Clayton’s experience was mild, but disorienting. She still struggles to find the right words to describe it. She felt like she was back in her own skin the next morning after the nausea and fatigue subsided.
Clayton was participating in a Phase 2 clinical trial in 2016 to find the best intravenous dose of ketamine to relieve depression. These trials help to determine the drug’s efficacy, dosing and effectiveness before researchers move on to the final testing phase. Clayton tried psychotherapy and a variety of traditional oral antidepressants, but her severe depression and suicidal thoughts persisted.

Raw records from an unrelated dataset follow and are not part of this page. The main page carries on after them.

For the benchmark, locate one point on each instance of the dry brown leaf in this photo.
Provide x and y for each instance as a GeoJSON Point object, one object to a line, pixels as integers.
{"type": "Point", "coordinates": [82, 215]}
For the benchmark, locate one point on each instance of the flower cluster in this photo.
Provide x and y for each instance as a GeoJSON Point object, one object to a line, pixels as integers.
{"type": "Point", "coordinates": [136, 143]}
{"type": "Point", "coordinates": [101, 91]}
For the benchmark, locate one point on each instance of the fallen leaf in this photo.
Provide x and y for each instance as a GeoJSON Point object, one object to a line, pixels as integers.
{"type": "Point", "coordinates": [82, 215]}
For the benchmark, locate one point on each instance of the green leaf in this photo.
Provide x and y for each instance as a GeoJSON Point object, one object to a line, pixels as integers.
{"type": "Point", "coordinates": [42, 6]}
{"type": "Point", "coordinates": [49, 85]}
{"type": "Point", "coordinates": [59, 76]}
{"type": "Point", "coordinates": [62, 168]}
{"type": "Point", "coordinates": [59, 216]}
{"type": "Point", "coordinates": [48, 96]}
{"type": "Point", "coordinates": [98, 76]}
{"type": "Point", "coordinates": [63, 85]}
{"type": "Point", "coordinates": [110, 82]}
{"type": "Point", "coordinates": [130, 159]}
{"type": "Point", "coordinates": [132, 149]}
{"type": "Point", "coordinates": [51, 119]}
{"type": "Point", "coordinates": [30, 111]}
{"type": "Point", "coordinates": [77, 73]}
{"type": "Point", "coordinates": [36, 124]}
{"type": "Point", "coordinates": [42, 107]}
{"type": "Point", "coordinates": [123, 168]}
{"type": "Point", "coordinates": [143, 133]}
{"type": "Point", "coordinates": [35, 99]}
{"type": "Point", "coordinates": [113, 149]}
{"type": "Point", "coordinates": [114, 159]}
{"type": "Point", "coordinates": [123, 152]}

She realized she needed a different approach after they started to interfere with her work as a Yale University research associate. Yale has a reputable ketamine research center, so she started asking her friends if they could help her enroll in a clinical trial. Six years, countless insurance battles, and nearly 150 ketamine injections later, it’s now her sixth year. She says, “It’s a lifesaving treatment.”
Depression is the third leading cause of disability in the world. 80 percent of people who have been successfully treated for depression will experience a relapse within five years. More than 30 percent of patients will not respond to at least two antidepressant treatment and will be diagnosed as having treatment-resistant depression.

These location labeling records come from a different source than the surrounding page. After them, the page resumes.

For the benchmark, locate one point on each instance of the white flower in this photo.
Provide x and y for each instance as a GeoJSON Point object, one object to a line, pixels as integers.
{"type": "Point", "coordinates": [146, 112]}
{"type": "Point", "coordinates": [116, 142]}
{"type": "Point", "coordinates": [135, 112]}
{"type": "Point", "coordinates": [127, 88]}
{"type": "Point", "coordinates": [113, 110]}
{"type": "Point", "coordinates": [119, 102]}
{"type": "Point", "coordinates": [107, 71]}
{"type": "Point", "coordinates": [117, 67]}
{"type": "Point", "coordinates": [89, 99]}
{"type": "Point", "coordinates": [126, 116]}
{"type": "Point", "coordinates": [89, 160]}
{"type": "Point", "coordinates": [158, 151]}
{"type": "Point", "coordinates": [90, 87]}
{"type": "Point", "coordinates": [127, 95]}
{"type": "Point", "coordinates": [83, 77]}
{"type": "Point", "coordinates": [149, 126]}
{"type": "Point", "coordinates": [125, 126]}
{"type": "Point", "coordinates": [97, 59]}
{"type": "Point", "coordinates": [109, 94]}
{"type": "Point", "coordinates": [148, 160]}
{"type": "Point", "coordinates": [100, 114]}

Ketamine was used as an alternative to the anesthetic PCP in clinical practice in 1960s. It has since been discontinued in the U.S. because of the high rate of hallucinations and delirium post-operatively. The FDA approved ketamine in 1970 as a general anesthetic. Today, it is on the World Health Organization’s Model List of Essential Medicines. However, research into ketamine’s antidepressant properties has only increased in the past few decades.

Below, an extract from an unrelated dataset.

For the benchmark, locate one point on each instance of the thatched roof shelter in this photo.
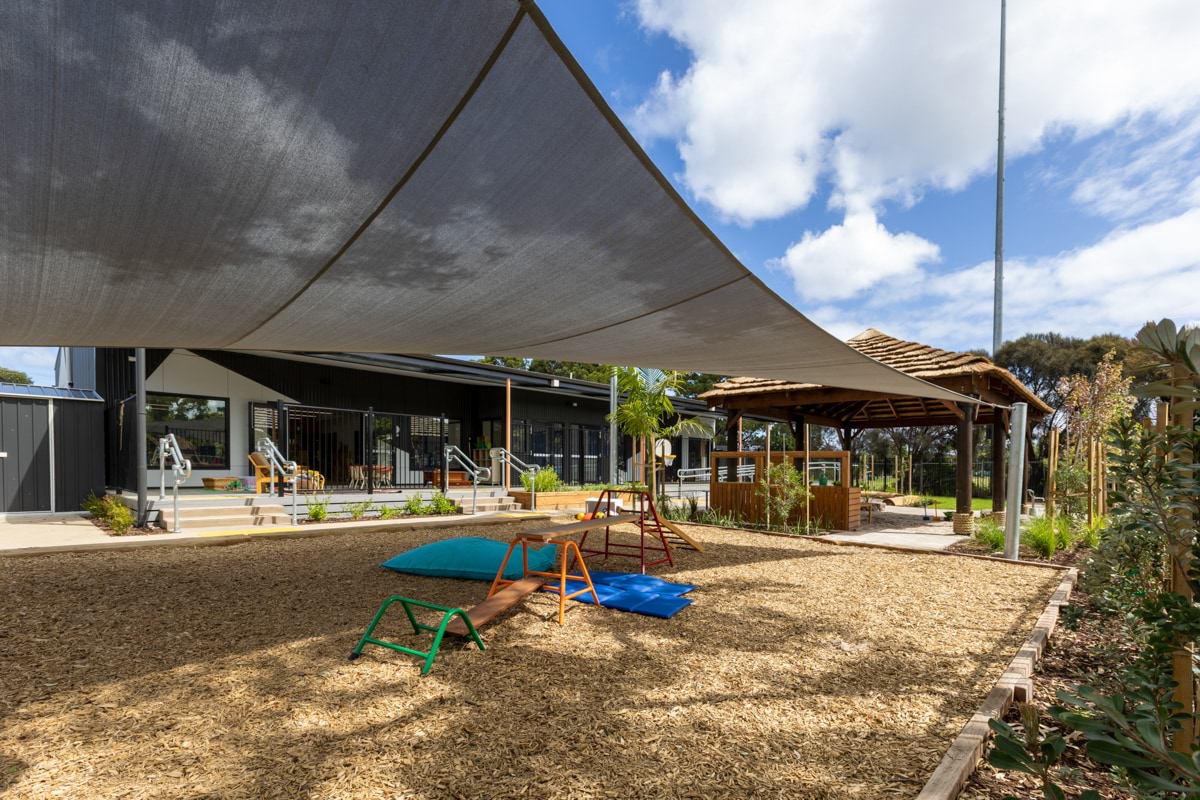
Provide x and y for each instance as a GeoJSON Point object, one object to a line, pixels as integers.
{"type": "Point", "coordinates": [850, 410]}
{"type": "Point", "coordinates": [966, 373]}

Yale School of Medicine published in 2000 the first controlled randomized trial that demonstrated ketamine’s antidepressant properties. John Krystal (now the chair of Yale’s psychiatry section), led the research team that showed that one subanesthetic dose of ketamine, which is less than anesthesia, improved depression and in some cases, resulted in a complete recovery within 24 hours.
It would take many years and a lot of evidence from different research groups before ketamine was recognized as an effective antidepressant. Many doctors were convinced by these preliminary studies and began to incorporate ketamine into their clinical practice in 2010. The FDA approved a ketamine-based treatment for major depression (tradename Spravato), in 2019. This was the first and only time that it had been approved to treat treatment-resistant depression. It later approved it for suicidal ideation in adults with major depressive disorder. Editor’s Note: Janssen Pharmaceuticals is a Smithsonian advertiser. This story was not written by Janssen Pharmaceuticals. They did not influence or give any direction.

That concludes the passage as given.